Fastly Fiddle 用スクリプトテストの紹介

Fastly Fiddle では、Fastly アカウントのセットアップを行うことなく Fastly のエッジクラウドプラットフォームの動作をすぐに試すことができます。現在、Fastly はユーザーが作成を試みている動作を指定するアサーションを定義する機能を追加しようとしています。

Fastly での構築をより簡単にするクラウドソリューションのレシピライブラリが先日公開され、その中でFastly 上で実行するために作成された一部のソリューションの提供が開始されました。増え続けているレシピライブラリは 100 近くに迫ります。こういったレシピを構築することで、私たちのネットワークの進化に伴って継続的にソリューションが機能していることを確認するだけでなく、そのソリューションによってどんなことができているかを明確にする優れた方法が必要であるということに気付きました。

Fiddle テスト

Fiddle が表示する情報は多く、圧倒されるかもしれません。ソリューションが実際に達成できた鍵となるポイントは何か、どうすればわかるのでしょうか。これまでは、皆さんの VCL コードの分析に基づいて自動で「注目すべき」HTTP ヘッダーがハイライトされていましたが、現在は Fiddle の想定動作を明確に定義できるようになりました。

Test results in fiddle screenshot

テストを定義するには、まずテスト対象のロジックを含む Fiddle を記述します。簡単な例として、新しいヘッダーの情報がオリジンサーバーに転送されるように Fastly が受け取る各リクエストにヘッダーを付与してみます。
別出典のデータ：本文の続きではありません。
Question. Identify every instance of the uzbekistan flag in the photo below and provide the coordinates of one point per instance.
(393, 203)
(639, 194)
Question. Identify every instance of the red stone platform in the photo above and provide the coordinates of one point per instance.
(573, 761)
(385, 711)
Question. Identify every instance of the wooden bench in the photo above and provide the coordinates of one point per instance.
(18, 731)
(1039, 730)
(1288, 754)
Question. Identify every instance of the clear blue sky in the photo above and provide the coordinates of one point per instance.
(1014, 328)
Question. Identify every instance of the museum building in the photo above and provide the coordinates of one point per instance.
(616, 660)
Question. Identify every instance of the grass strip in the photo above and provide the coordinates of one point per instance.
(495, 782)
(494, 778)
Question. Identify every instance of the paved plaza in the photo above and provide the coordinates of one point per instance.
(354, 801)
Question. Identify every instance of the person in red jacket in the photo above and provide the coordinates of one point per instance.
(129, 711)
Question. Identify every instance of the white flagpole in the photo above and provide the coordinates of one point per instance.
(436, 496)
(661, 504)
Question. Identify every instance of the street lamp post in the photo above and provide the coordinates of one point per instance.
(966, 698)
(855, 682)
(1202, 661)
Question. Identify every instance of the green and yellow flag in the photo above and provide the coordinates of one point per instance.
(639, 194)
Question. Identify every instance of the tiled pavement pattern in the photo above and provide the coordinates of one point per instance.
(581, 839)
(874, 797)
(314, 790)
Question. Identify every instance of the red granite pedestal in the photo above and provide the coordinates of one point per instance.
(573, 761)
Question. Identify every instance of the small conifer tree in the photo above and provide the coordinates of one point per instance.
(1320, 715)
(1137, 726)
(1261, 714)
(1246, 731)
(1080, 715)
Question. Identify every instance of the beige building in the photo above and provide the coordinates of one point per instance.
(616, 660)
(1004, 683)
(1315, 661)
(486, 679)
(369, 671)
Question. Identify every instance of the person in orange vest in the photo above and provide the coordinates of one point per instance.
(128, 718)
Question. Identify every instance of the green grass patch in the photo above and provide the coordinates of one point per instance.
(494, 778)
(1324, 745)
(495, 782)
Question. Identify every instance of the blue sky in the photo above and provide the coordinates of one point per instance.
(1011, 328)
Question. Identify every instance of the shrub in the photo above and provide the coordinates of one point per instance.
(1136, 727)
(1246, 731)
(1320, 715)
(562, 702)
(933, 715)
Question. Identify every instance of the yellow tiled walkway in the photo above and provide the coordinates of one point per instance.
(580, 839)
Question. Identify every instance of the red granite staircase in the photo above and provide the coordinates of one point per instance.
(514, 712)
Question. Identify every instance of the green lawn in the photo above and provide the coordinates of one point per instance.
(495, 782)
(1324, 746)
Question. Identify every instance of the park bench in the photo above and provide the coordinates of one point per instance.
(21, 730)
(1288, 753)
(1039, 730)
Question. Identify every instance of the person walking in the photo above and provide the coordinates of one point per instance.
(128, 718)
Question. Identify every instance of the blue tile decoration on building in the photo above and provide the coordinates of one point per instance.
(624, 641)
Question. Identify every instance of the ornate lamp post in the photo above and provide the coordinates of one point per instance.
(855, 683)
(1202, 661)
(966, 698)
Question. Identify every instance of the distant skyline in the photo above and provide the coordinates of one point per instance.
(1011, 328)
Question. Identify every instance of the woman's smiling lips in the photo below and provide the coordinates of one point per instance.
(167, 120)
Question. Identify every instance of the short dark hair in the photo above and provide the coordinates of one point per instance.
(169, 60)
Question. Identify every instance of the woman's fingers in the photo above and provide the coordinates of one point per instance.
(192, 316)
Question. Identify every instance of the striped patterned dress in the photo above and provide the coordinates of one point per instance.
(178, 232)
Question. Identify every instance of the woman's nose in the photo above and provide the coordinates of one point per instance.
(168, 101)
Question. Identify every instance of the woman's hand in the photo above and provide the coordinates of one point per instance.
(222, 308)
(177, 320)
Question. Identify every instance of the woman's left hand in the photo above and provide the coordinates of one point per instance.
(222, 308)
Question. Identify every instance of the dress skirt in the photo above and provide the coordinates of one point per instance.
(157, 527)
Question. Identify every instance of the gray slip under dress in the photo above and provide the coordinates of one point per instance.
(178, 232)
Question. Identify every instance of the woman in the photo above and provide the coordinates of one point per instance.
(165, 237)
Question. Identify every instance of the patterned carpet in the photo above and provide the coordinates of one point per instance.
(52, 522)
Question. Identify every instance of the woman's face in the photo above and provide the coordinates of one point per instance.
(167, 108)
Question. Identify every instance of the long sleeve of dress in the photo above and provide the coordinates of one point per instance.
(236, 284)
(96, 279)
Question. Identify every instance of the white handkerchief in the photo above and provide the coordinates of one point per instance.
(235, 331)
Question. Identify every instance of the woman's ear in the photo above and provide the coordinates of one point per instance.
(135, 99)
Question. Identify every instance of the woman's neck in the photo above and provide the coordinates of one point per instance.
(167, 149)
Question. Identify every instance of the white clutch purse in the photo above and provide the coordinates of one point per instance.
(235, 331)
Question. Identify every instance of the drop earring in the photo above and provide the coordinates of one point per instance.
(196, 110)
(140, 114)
こちらがこの動作を行う Fiddle です。自由に試してみてください。

外部監視によって通常の Fastly サービス内でのこの動作をテストするのは困難です。オリジンサーバーへのリクエストにヘッダーが付与された証拠はブラウザに返されるレスポンス内にはありません。ここで必要なのは、Fastly 内部の動作に関することをアサートする機能です。

ターゲットのテスト: テストできること

Fastly を通過するリクエストのデータには主に 3 つのソース (クライアントサイドのリクエスト/レスポンス、オリジンサーバーのリクエスト/レスポンス、および Fastly プラットフォーム内でトリガーされたイベント) があります。これらをテストシンタックス内でそれぞれ clientFetchoriginFetches (複数の可能性があります)、および events として扱います。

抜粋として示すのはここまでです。